幕府の巻き返しに賭けたフランス公使・レオン・ロッシュ(1809〜1901)
オールコックとパークスの両公使により日本外交の大勢は大きくイギリスに依存しつつあった。
しかしイギリスを最大のライバルとするフランスのナポレオン三世は市場拡大を図る為、何として
も日本との貿易を勝ち取りたかった。
そこで抜擢し送り込んだのが、公使・レオン・ロッシュである。ロッシュは情報を集め、イギリス
は新勢力としての薩摩、長州に肩入れしていたので、主導権を奪う方策としては幕府に肩入れして
幕府の軍事力を強化することに勝機を見出す。当然のことながら、英仏の対立は一層エスカレート
していく。
かくして薩長に接近しようとするイギリスを公然と非難・中傷して日本の主権者は幕府であること
を明確にしてフランスの立場を築き始めた。イギリスはますます薩長に肩入れする。
ロッシュは幕府に対し気前よく援助を申し入れた。カノン砲16門を原価で提供、武器製造のため
に横須賀に製鉄所さらに造船所建設(写真)には本国から技師を呼び指導に当たる。次第に幕府内
には勘定奉行・小栗忠順など親仏派グループも生まれてきた。
しかし、第2次征長ではイギリスのグラバーから大量の武器を買い付けた長州が幕府軍を破った。
その後、将軍・家茂は急死、慶喜が将軍に就く。慶喜はロッシュを幕府の軍事顧問として軍制改革
に着手、フランスから呼んだ18名の軍事教官のもとに激しい軍事訓練を行った。
慶喜自身もフランスを後ろ盾にした幕政改革をすすめ、幕府の新生に賭けたのでみるみる改革の
成果が現れてきた。
しかし、熱海で静養中のロッシュに届いたニュースは将軍の「大政奉還」であった。
ロッシュも慶喜もこれは体制立て直しの手段と捉えていたが、薩長と王政復古を唱える公家達の
エネルギーはこのチャンスを逃さず、一気に新天皇による大号令にまでクーデターを成立させた。
ロッシュは最後まで諦めることはなかったが、ついに本国フランスはロッシュと幕府に見切りをつけ、新政府に加担する道を選んだ。ロッシュの外交官としての生命は尽きた。

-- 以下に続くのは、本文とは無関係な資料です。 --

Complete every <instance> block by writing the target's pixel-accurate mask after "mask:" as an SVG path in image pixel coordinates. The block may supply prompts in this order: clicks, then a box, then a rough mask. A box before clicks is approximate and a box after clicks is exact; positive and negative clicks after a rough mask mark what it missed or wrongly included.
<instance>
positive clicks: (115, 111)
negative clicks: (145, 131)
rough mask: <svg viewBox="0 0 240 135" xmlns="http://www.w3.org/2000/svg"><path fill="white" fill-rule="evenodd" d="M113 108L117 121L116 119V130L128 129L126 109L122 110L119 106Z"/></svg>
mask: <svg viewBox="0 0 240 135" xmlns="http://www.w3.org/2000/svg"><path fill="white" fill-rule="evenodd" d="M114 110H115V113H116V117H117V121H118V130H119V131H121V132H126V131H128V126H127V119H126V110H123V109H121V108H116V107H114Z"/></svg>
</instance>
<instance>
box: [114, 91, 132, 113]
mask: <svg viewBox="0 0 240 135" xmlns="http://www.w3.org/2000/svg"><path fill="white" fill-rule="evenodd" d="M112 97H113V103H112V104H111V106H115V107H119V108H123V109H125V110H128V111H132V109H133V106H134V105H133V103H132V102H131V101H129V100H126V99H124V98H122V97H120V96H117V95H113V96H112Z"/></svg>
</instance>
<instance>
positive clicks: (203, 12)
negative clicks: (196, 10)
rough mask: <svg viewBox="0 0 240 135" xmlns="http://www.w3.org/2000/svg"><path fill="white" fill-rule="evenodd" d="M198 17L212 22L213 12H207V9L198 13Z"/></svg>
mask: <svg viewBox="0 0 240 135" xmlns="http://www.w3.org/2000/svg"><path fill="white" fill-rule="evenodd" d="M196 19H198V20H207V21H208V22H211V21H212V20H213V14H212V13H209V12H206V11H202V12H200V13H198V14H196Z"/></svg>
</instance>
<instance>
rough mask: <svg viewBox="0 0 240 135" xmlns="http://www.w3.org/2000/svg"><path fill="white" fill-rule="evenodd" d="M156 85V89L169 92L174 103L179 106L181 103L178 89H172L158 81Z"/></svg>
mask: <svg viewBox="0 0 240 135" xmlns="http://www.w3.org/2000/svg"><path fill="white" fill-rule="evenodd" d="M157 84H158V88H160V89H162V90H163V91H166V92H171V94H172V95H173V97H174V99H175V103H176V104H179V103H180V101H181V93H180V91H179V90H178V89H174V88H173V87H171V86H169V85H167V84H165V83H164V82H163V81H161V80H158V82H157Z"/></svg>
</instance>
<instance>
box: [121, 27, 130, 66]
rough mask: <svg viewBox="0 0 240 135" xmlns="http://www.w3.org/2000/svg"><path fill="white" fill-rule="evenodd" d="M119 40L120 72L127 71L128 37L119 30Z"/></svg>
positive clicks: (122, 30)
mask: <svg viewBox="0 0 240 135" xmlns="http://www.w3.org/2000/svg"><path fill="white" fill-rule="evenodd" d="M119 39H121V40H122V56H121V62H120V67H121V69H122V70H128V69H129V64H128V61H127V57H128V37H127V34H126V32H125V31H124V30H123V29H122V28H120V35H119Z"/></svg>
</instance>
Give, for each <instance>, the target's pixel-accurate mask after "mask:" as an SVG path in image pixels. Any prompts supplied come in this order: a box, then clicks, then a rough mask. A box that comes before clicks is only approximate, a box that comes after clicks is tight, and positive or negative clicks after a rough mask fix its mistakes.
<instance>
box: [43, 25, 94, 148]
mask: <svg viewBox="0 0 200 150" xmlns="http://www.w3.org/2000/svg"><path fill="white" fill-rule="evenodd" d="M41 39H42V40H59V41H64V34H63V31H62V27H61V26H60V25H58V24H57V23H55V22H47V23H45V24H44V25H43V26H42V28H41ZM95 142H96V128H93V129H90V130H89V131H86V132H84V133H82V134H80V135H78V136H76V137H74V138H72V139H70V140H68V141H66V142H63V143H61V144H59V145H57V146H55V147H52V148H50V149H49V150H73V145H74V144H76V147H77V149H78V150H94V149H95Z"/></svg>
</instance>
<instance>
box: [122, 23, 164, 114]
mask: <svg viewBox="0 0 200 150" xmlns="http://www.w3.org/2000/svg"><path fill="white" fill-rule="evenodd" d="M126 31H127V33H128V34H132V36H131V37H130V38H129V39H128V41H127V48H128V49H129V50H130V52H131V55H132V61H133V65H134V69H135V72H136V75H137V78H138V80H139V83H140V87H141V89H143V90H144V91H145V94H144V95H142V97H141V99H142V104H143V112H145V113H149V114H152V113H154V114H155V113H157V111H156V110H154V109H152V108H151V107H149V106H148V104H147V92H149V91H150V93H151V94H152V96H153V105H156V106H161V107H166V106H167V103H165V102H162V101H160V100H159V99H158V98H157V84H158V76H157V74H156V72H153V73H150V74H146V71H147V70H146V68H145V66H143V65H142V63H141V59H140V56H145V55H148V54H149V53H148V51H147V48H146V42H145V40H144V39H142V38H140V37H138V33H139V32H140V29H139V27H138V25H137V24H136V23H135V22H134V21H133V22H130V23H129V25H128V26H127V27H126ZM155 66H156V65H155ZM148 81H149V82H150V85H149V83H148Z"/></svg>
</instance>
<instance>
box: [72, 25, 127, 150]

ライバル関係を表すのは「火沢睽(けい)」の卦。睽はそむく、いがみ合うという意味であるが「睽は小事に吉」何か小さなことに相手の良さを見つけることが大切である。人と人とが和合しないのは多くは誤解から生じている。近く相接して充分に話し合えばたいていは和合できるのである。
パークスがいなければ明治維新はなかった。
ロッシュがいなければ横須賀造船所という国家的事業は成し得なかった。
勝れた外交官の足跡は偉大なものである。